Be under no illusion, either, that her social life is suffering.
“It’s better than when I was working on Xposé,” she squeals. Village life, it seems, is alive and kicking, all thanks to the village fête. “There’s fêtes for everything and it’s so cheap. It’s a real family affair so it’s very inclusive.”
And what about a night on the tiles? She admits there aren’t many of them but last week her neighbours took her out to see a band. “I danced all night like nobody was watching. It was so much fun,” she gushes.
Tomorrow’s Bastille Day is the next big celebration, another fête. It’ll be a family event with Nic and the kids, although she’s hoping her neighbours might drag her out dancing again.
French village life is something we could all tap into, it seems. “It’s that sense of civic duty they have – a rebellious bunch of individuals that collectively look after one another. It’s not homogenised in any way.
“At home, it sometimes feels as though you’re penalised for your individuality. The French can have raging debates with each other and can still be friends: they aren’t capitalists in any way and they have the art of living down to a tee. I love that.”
On the flip side, they could learn a thing or two about humility when it comes to admitting mistakes.
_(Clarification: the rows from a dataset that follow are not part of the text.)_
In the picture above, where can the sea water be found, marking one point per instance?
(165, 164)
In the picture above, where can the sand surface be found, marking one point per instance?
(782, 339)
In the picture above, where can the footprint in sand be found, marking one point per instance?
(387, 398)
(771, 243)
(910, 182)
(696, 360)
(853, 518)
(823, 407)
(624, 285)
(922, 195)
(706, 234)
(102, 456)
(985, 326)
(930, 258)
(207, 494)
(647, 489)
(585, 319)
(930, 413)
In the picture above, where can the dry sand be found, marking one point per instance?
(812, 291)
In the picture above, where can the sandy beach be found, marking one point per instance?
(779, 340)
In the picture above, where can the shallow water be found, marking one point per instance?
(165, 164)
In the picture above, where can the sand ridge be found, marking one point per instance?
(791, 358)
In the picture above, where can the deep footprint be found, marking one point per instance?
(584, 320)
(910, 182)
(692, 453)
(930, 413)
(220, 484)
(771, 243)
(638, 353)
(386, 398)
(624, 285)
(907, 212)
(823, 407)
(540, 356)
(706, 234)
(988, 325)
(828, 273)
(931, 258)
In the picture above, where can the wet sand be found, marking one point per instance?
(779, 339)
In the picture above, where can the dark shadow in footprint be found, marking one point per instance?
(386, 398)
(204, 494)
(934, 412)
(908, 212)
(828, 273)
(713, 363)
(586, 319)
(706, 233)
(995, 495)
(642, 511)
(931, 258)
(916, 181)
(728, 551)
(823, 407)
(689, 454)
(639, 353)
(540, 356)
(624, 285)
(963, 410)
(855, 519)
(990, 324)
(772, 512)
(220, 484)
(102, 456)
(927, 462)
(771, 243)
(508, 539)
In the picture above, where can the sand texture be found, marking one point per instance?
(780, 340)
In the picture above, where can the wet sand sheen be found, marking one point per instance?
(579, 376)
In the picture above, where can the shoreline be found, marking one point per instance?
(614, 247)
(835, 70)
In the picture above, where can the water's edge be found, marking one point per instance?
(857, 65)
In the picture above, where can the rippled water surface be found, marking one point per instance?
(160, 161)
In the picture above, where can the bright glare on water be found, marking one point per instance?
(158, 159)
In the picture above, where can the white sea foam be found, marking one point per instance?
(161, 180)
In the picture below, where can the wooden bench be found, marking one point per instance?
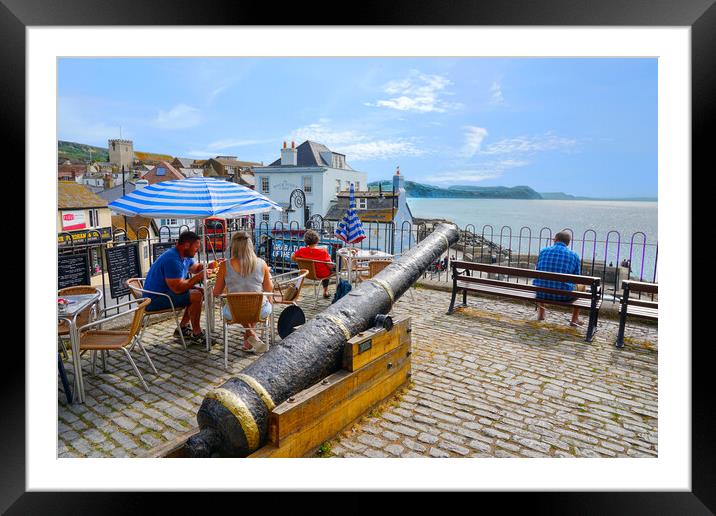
(636, 307)
(464, 279)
Apparently they’re “never wrong”. “Not that it’s a competition or anything,” she laughs, “but the Irish definitely win on personality and customer service.”
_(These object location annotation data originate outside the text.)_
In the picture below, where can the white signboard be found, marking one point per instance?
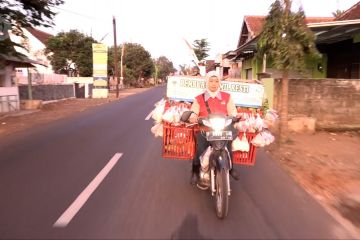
(183, 88)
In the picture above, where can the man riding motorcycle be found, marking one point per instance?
(211, 101)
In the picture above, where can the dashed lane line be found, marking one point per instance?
(68, 215)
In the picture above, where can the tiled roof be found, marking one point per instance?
(318, 19)
(350, 14)
(255, 23)
(42, 36)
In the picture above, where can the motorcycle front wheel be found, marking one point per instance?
(221, 196)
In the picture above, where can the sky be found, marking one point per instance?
(161, 25)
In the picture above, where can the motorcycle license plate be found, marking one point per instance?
(219, 135)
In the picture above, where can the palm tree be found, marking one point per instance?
(286, 40)
(201, 47)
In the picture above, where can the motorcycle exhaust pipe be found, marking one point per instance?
(228, 182)
(212, 173)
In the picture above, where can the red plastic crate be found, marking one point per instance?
(178, 142)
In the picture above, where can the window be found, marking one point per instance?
(248, 73)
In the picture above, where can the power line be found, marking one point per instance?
(81, 15)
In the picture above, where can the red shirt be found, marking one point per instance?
(216, 105)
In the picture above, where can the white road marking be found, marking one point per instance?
(149, 115)
(68, 215)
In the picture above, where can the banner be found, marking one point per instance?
(100, 65)
(185, 88)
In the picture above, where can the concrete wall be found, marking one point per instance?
(9, 99)
(47, 92)
(335, 103)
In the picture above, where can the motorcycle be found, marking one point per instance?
(214, 173)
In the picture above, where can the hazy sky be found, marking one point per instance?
(160, 25)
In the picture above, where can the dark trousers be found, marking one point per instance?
(201, 145)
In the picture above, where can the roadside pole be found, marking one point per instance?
(115, 59)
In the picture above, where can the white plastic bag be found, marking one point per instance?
(158, 111)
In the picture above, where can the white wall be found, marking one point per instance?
(35, 51)
(9, 99)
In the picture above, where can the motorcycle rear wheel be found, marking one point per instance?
(221, 195)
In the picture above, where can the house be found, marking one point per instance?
(34, 46)
(241, 60)
(337, 39)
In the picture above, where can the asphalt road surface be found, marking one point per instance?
(99, 174)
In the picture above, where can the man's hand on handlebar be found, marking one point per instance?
(193, 118)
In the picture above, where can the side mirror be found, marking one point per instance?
(185, 116)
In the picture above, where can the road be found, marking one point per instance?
(99, 174)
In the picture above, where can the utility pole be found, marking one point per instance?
(115, 59)
(122, 65)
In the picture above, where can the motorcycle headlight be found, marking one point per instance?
(217, 124)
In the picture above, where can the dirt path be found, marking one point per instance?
(326, 165)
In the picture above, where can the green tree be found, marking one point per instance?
(137, 64)
(201, 48)
(286, 40)
(18, 14)
(71, 52)
(164, 67)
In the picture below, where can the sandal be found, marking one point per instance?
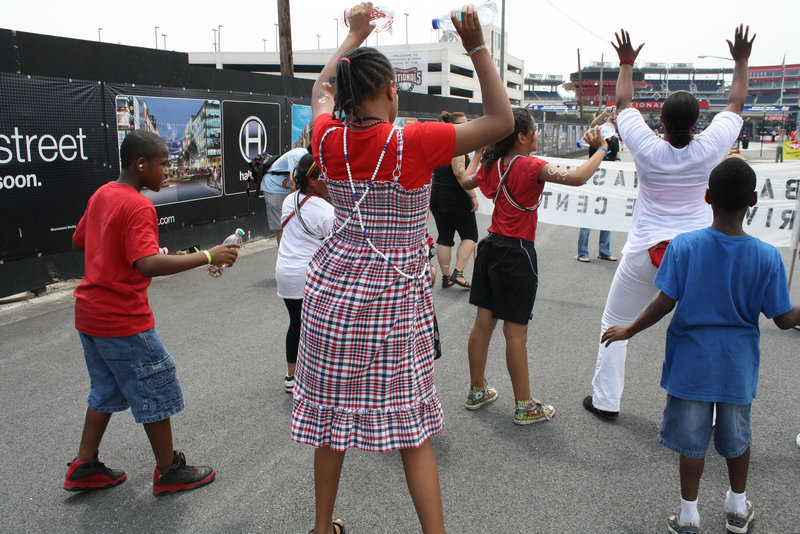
(338, 527)
(459, 274)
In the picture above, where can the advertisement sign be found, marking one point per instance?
(607, 200)
(249, 128)
(791, 150)
(191, 130)
(411, 70)
(52, 150)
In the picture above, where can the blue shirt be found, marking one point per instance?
(286, 164)
(722, 283)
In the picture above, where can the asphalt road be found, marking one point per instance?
(575, 474)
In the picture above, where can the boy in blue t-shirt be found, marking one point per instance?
(721, 279)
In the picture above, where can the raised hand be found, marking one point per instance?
(358, 20)
(624, 48)
(740, 47)
(469, 28)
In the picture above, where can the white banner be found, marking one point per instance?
(606, 201)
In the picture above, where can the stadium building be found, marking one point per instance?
(440, 68)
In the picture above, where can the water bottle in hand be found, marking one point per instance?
(381, 17)
(487, 14)
(237, 238)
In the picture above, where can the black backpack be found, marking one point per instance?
(258, 168)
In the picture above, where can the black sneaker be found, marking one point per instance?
(602, 414)
(91, 474)
(179, 476)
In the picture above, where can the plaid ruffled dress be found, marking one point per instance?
(364, 373)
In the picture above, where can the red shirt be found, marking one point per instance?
(523, 182)
(118, 228)
(426, 145)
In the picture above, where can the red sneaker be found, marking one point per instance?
(91, 474)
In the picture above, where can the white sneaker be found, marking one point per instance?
(288, 384)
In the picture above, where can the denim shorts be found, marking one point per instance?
(687, 426)
(132, 371)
Although she admits to having turned her back on fashion somewhat, her passion for it is being reignited – a result of living among those effortlessly stylish French? “It’s all about the blow-dry, good sunglasses and oodles of confidence,” she says matter-of-factly. Gone is the polished glamour, the coiffed hair and red-carpet garb of the past; her own approach is more laissez-faire these days.
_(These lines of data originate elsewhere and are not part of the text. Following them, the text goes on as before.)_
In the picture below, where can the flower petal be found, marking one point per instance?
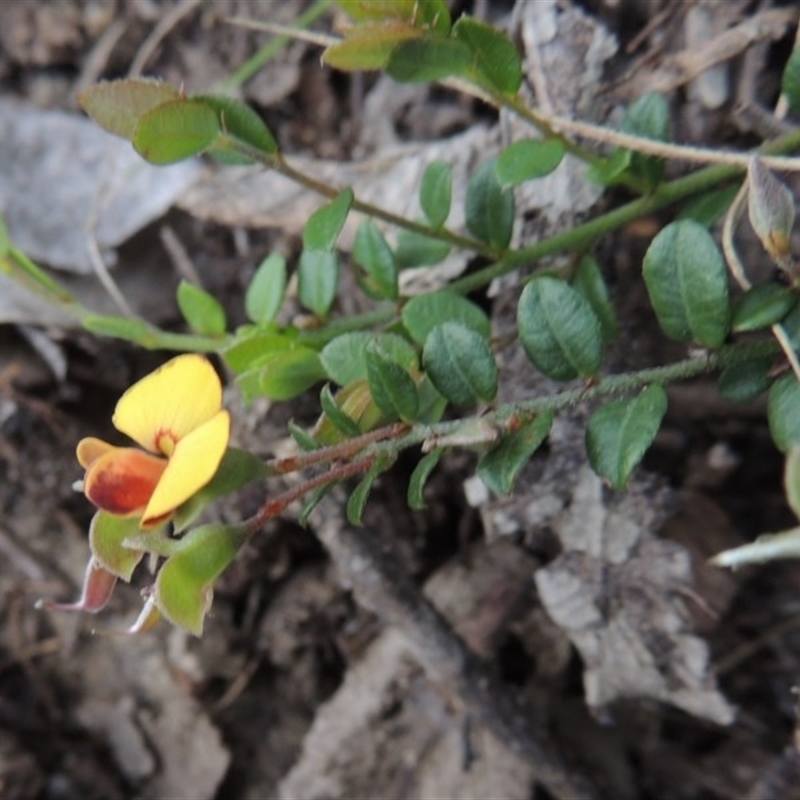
(90, 449)
(166, 405)
(192, 465)
(122, 480)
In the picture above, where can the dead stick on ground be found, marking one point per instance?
(379, 586)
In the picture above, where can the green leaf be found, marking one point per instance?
(175, 130)
(237, 469)
(687, 282)
(419, 477)
(358, 499)
(246, 352)
(367, 47)
(282, 375)
(344, 357)
(428, 58)
(435, 193)
(417, 250)
(589, 282)
(648, 117)
(619, 433)
(559, 330)
(117, 106)
(790, 84)
(761, 306)
(743, 382)
(791, 480)
(495, 58)
(339, 419)
(107, 533)
(303, 439)
(317, 280)
(424, 312)
(264, 295)
(372, 253)
(325, 224)
(527, 159)
(201, 310)
(490, 208)
(184, 585)
(239, 121)
(132, 330)
(783, 412)
(460, 364)
(707, 208)
(501, 466)
(392, 388)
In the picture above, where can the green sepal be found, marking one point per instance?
(267, 288)
(419, 477)
(559, 330)
(107, 534)
(619, 433)
(185, 582)
(118, 106)
(175, 130)
(783, 412)
(460, 364)
(687, 282)
(201, 310)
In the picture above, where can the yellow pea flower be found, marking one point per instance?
(175, 414)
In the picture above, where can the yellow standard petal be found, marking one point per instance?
(166, 405)
(90, 449)
(192, 465)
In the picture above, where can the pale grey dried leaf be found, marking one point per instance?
(61, 175)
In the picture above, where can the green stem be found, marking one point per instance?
(443, 234)
(582, 236)
(501, 418)
(266, 53)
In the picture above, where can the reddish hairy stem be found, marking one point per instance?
(280, 466)
(272, 508)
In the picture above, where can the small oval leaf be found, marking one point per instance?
(419, 477)
(527, 159)
(424, 312)
(489, 207)
(783, 412)
(460, 364)
(619, 433)
(495, 58)
(264, 295)
(428, 58)
(687, 282)
(501, 466)
(559, 330)
(201, 310)
(175, 130)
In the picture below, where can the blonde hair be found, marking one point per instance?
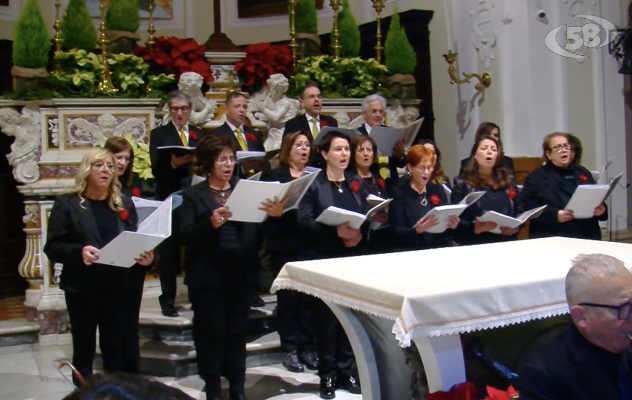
(81, 179)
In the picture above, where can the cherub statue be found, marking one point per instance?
(25, 127)
(202, 109)
(272, 106)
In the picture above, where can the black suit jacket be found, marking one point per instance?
(205, 264)
(541, 188)
(168, 179)
(319, 241)
(71, 227)
(570, 367)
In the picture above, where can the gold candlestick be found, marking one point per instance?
(484, 81)
(335, 4)
(379, 6)
(151, 41)
(293, 45)
(105, 85)
(57, 26)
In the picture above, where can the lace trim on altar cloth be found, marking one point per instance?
(405, 335)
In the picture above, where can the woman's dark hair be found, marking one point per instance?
(208, 150)
(116, 144)
(288, 142)
(120, 386)
(501, 176)
(438, 175)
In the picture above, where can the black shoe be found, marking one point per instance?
(327, 388)
(291, 362)
(309, 360)
(170, 311)
(349, 383)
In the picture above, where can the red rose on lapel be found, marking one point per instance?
(355, 187)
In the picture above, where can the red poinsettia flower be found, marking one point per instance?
(583, 179)
(355, 187)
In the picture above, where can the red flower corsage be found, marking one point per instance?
(583, 179)
(355, 187)
(511, 193)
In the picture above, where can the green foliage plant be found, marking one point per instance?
(400, 56)
(31, 42)
(349, 32)
(306, 17)
(122, 15)
(77, 29)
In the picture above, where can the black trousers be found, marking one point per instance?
(109, 314)
(335, 356)
(220, 321)
(294, 313)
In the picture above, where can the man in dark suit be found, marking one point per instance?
(169, 171)
(591, 359)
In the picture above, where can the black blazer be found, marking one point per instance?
(570, 367)
(404, 212)
(542, 188)
(168, 178)
(205, 265)
(71, 227)
(320, 241)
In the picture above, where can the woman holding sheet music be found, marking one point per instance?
(81, 222)
(413, 199)
(220, 255)
(553, 185)
(485, 171)
(332, 187)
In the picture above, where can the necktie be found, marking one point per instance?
(183, 137)
(241, 140)
(314, 127)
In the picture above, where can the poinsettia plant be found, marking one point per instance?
(263, 60)
(172, 55)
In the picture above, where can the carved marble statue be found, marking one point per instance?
(25, 127)
(273, 109)
(202, 109)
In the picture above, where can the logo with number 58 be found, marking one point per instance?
(579, 38)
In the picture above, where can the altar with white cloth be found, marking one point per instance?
(429, 297)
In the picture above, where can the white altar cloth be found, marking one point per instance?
(451, 290)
If there is a secret to ageing well, O’Loughlin has it pegged. But she’s quick to dismiss any notion of youthful radiance in favour of the “soft lighting” shtick and lots of Instagram filters. Or perhaps it’s the vegan diet or the fact that she uses “a bit of everything” when it comes to her beauty routine – but there’s no denying she’s glowing.
“I’m not hard on myself: I’ve accepted my imperfections but also…” she pauses before asking rhetorically, “who wants to see themselves in harsh lighting? I go out with a soft filter in my head,” she laughs.
There is clearly a new sense of unbridled joie de vivre after her year in Provence. The lack of a plan seems to be serving her well and, while I get the impression she’s eager for some creativity, the limelight is no longer a position she craves. I’m interested to know what she feels she’s learnt most about herself since we last met.
“I like myself,” she laughs. “I don’t mind hanging out with me and [I’ve learnt] that it’s OK to lose everything, that you can be better as a result. “We never stay the same,” she adds enthusiastically. “Isn’t that lovely that we don’t? We get to change the record.”
Sometimes all you need is a new song – and hers is a happy tune.